The question isn’t whether government has power. Government is power. The question is how and when to apply that power. And what we’ve seen is that government sucks at everything, even the most basic things it is supposed to do well.

Democrats and the media like to pretend that government’s failures in this process aren’t endemic to government control. They like to blame such failures on Republicans, and on President Donald Trump specifically. But that’s just not the case.

Human beings are fallible, stupid, gullible, and self-interested. Human beings who have the power of government to back them are not less human for having that power. Their humanity just has direr consequences, which is why in non-emergency circumstances, checks and balances are absolutely necessary.

Take, for example, the early days of the pandemic. Democrats say Trump was slow to respond to the incipient threat. But so were Democrats.

House Speaker Nancy Pelosi recently declared, “As Trump fiddles, people are dying,” but in late February, she was walking the streets of Chinatown, encouraging citizens to join her.

New York Mayor Bill de Blasio has ripped Trump for his supposed downplaying of the virus, but de Blasio spent a month poo-pooing its threat. When confronted about that simple fact by CNN’s Jake Tapper, de Blasio conveniently suggested that we stop looking backward.

Why should we trust these people, exactly?

Or take the roots of America’s inability to provide the health care resources necessary to hospitals across the country.

While state and local governments were frittering away billions of dollars on useless government spending, they did precisely nothing to prepare for exactly the sort of black swan events for which governments were presumably invented.

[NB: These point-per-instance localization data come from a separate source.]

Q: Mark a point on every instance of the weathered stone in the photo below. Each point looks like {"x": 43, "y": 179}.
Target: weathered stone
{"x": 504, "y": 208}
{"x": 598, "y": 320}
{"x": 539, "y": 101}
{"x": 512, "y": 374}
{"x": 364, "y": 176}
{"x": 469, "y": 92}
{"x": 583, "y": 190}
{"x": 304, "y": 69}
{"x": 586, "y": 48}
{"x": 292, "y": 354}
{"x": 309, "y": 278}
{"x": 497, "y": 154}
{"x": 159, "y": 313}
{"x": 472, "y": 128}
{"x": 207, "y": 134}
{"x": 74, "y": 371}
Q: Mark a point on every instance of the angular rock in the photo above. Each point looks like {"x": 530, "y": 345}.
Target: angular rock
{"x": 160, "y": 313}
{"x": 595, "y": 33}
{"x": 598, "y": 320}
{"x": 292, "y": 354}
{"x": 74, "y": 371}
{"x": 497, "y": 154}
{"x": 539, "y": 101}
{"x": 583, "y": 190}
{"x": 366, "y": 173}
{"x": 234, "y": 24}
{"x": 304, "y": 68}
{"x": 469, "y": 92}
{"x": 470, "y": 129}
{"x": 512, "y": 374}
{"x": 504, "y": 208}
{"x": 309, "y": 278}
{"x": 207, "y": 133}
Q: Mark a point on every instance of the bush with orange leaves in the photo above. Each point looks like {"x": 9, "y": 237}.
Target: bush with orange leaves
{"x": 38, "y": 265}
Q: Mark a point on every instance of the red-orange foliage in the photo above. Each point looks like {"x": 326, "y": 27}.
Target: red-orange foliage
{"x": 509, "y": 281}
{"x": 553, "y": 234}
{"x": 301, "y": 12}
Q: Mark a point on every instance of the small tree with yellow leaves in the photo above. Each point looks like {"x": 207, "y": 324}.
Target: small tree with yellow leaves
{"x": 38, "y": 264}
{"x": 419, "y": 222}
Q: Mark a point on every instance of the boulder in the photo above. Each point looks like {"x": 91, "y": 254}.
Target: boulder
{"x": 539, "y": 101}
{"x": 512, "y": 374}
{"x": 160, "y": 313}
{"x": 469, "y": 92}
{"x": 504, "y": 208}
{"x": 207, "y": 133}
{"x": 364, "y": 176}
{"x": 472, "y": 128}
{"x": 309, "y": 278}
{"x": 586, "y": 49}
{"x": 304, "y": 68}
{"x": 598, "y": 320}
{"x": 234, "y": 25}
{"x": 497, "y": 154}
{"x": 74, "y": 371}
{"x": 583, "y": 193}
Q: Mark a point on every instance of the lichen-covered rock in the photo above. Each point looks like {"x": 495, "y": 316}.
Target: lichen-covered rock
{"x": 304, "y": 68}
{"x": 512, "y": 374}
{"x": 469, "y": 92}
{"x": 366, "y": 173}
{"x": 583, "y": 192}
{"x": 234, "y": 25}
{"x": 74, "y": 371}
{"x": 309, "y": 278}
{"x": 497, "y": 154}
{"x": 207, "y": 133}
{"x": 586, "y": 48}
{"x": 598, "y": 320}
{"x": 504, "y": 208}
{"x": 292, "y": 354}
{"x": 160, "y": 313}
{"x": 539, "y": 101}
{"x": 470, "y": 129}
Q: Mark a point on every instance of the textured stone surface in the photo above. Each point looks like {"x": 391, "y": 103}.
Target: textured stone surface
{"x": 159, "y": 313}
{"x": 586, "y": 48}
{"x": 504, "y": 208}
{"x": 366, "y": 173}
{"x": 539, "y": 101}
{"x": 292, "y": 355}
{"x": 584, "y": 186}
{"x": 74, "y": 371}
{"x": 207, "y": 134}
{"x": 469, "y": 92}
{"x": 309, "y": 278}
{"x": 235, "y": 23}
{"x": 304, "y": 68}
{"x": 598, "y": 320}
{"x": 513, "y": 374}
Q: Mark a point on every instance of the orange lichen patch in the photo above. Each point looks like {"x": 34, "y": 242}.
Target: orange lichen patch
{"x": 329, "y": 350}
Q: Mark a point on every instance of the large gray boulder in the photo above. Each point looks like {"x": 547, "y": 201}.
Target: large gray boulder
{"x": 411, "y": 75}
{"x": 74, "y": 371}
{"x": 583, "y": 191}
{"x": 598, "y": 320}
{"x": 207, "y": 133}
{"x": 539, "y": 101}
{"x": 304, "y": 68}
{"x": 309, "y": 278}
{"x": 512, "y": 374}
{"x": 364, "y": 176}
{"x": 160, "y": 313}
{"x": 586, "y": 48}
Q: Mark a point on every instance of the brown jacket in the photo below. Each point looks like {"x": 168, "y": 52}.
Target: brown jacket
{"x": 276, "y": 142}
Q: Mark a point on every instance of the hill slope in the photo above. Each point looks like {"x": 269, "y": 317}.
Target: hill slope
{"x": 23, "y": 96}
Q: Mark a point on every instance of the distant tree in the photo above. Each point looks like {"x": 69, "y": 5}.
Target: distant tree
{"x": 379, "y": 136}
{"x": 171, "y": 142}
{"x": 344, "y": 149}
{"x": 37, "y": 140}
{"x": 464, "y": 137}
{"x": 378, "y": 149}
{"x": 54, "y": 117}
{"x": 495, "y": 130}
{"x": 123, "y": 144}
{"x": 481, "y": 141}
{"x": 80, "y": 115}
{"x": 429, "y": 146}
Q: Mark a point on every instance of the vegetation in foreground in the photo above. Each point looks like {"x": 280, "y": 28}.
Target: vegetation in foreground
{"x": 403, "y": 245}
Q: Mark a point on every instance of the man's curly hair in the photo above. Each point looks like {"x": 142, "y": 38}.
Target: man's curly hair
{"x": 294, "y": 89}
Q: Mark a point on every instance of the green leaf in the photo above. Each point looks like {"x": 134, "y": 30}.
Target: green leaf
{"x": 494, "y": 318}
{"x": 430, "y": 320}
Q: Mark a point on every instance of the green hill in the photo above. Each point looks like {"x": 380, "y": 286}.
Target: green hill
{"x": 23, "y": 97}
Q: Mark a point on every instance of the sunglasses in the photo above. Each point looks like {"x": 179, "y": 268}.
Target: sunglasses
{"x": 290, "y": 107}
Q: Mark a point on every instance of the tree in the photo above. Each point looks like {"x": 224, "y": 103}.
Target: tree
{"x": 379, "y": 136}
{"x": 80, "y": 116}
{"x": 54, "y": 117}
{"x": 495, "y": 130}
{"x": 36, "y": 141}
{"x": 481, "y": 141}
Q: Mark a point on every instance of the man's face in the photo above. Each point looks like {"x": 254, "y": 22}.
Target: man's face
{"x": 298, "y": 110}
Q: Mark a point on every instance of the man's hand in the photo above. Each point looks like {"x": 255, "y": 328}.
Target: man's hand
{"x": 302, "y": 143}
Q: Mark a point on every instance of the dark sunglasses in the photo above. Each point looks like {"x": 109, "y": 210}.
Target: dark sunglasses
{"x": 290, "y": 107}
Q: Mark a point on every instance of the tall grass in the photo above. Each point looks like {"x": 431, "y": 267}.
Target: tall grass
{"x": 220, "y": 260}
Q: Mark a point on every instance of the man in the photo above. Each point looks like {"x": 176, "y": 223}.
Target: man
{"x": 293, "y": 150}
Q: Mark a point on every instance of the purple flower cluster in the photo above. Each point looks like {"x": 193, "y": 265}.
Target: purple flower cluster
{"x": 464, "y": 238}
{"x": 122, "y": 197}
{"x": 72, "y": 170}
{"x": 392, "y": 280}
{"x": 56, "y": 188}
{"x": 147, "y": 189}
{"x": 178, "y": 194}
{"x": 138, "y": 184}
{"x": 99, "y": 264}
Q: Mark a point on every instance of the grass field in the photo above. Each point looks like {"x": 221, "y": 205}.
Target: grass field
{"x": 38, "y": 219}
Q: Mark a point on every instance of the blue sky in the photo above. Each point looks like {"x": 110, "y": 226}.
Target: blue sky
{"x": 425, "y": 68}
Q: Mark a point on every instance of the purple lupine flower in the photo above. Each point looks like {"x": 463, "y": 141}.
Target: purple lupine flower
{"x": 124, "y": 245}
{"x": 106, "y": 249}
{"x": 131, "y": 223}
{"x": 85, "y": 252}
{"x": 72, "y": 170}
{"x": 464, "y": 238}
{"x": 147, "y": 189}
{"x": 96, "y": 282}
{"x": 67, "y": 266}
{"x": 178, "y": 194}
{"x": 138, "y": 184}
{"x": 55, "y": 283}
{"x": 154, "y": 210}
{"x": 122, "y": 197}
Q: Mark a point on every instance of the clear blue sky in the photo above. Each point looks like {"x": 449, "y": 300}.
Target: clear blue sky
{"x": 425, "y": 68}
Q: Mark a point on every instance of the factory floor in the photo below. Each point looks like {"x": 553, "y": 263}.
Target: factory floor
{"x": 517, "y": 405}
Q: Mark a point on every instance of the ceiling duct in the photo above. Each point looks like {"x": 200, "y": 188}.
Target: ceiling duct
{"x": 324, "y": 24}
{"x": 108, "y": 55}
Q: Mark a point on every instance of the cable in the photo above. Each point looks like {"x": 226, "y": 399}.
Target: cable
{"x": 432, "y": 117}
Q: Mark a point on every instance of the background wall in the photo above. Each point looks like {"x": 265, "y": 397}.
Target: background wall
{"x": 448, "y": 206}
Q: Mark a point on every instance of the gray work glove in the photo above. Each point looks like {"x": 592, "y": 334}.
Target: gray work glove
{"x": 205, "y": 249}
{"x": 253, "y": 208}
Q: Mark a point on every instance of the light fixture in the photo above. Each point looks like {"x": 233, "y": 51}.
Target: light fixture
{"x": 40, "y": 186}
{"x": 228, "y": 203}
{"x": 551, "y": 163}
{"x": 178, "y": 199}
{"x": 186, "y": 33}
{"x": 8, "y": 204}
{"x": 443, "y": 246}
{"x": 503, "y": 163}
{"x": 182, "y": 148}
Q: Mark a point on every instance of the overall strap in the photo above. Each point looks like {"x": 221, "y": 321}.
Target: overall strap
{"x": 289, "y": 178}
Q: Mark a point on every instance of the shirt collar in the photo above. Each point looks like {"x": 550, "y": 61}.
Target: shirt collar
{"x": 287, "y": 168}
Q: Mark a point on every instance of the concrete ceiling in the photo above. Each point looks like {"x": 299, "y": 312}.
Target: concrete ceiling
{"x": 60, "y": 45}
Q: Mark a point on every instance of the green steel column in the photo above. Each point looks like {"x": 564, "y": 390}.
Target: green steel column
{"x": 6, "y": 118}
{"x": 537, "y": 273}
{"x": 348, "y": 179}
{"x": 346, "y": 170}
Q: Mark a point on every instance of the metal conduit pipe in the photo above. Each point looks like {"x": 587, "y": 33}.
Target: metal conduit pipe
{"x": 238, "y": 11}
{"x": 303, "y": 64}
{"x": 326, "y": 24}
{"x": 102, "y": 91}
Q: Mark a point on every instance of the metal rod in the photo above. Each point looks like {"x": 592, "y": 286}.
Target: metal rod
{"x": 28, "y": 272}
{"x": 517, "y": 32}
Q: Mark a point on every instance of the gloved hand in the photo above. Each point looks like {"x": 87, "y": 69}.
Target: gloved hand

The Centers for Disease Control and Prevention spent a month failing to produce useful tests and prevented physicians in Seattle from performing proper testing, even after Trump issued a travel ban on China.

For years in advance, members of the federal government of both parties had been warned about the need for ventilators and masks. No one produced or stockpiled them.

The Food and Drug Administration’s red tape prevented the quick development of new measures to deal with the novel coronavirus.

Why should these people control our lives, when the threat of the red death isn’t hovering on our doorstep?

The government is a giant, lumbering idiot. Sometimes we need a giant, lumbering idiot. Almost always, we do not.

And those who have used this pandemic response—one of the rare times we need a giant, lumbering idiot to intimidate people into preventing mass infection of one another, and to borrow the money necessary to redress the injuries thus incurred—as a rationale for a government-run “new politics” should have their heads examined.